La mayor parte de la respuesta al Covid-19 parece explicarse porque estamos mirando un virus de un modo en que ningún virus ha sido mirado antes. Las escenas de los hospitales italianos han sido impactantes, y logrado una televisión siniestra. Pero la televisión no es ciencia.

Claramente, los varios cierres producidos enlentecerán la expansión del Covid-19, por lo que habrá menos casos. Cuando se aflojen las medidas, habrá más casos de nuevo. Pero esto no debe ser razón para mantener el cierre: el aumento de los casos solo es algo de temer si estamos lidiando con un virus inusualmente letal. Esta es la razón por la cual el modo como reportemos los datos será enormemente importante. Salvo que ajustemos los criterios para registrar muertes que se deban exclusivamente al virus (y no que éste esté meramente presente en aquellos que mueren de otras cosas), las cifras oficiales pueden mostrar muchas más muertes causadas aparentemente por el virus de lo que es realmente el caso. ¿Qué hacer, entonces? ¿Cómo medimos las consecuencias sanitarias de sacarle a la gente sus vidas, sus trabajos, su ocio y su propósito, para protegerlos de una amenaza anticipada? ¿Qué causará menos daño?
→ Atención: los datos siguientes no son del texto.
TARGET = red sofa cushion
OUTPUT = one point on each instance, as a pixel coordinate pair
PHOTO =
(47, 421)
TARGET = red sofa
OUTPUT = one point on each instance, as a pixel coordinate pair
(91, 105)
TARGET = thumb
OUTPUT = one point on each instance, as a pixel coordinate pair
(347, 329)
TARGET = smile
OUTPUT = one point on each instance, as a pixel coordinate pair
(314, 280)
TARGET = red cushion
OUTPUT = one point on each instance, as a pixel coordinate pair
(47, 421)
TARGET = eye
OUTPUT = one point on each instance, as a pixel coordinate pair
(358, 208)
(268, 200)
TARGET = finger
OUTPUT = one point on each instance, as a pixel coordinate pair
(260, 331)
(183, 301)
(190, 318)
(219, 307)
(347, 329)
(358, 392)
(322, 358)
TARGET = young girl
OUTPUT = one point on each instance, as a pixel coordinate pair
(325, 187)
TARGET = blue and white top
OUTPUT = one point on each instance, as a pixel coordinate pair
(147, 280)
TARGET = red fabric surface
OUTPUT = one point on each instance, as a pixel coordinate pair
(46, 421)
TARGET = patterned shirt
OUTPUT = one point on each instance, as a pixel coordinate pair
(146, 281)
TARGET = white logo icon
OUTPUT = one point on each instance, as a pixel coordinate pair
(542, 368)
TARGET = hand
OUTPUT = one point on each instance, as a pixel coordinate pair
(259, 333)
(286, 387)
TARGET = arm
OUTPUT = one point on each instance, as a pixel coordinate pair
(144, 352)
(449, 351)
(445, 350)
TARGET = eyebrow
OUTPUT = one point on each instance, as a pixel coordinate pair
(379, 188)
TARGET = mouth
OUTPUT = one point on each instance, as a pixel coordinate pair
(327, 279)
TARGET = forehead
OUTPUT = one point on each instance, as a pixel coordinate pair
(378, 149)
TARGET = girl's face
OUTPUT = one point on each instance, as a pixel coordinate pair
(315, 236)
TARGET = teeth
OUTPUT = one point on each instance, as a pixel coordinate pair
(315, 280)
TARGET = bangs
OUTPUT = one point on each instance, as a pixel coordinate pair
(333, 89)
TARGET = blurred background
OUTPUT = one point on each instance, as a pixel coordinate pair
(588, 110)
El debate moral no es vidas versus dinero. Es vidas versus vidas. Llevará meses, quizá años, si es que eso, antes que podamos evaluar las implicaciones más amplias de lo que estamos haciendo. El daño a la educación de los niños, el exceso de suicidios, el crecimiento de los problemas de salud mental, el retiro de recursos para cubrir otros problemas sanitarios que estábamos tratando eficazmente. Aquellos que precisan cuidados de salud, pero no los buscarán, o a quienes no se les ofrecerán. ¿Y qué decir de los efectos en la producción de alimentos y el comercio global, que tendrá consecuencias no cuantificables para la gente de todas las edades, especialmente acaso en las economías en desarrollo? 

Los gobiernos en todo el mundo dicen que están respondiendo a la ciencia. Las políticas en el Reino Unido no son culpa del gobierno. Éste está tratando de actuar responsablemente, basado en el consejo científico que ha recibido. Pero los gobiernos deben recordar que la ciencia apurada es casi siempre mala ciencia. Hemos decidido políticas de magnitud extraordinaria sin evidencia concreta del exceso de daño realmente ocurrido, y sin un escrutinio adecuado de la ciencia que se ha usado para justificarlas. 

En los próximos días y semanas, debemos continuar examinando crítica y desapasionadamente la evidencia del Covid-19 a medida que llegue a nosotros. Sobre todo, debemos mantener la mente abierta—y mirar a lo que es, no a lo que tememos que podría ser.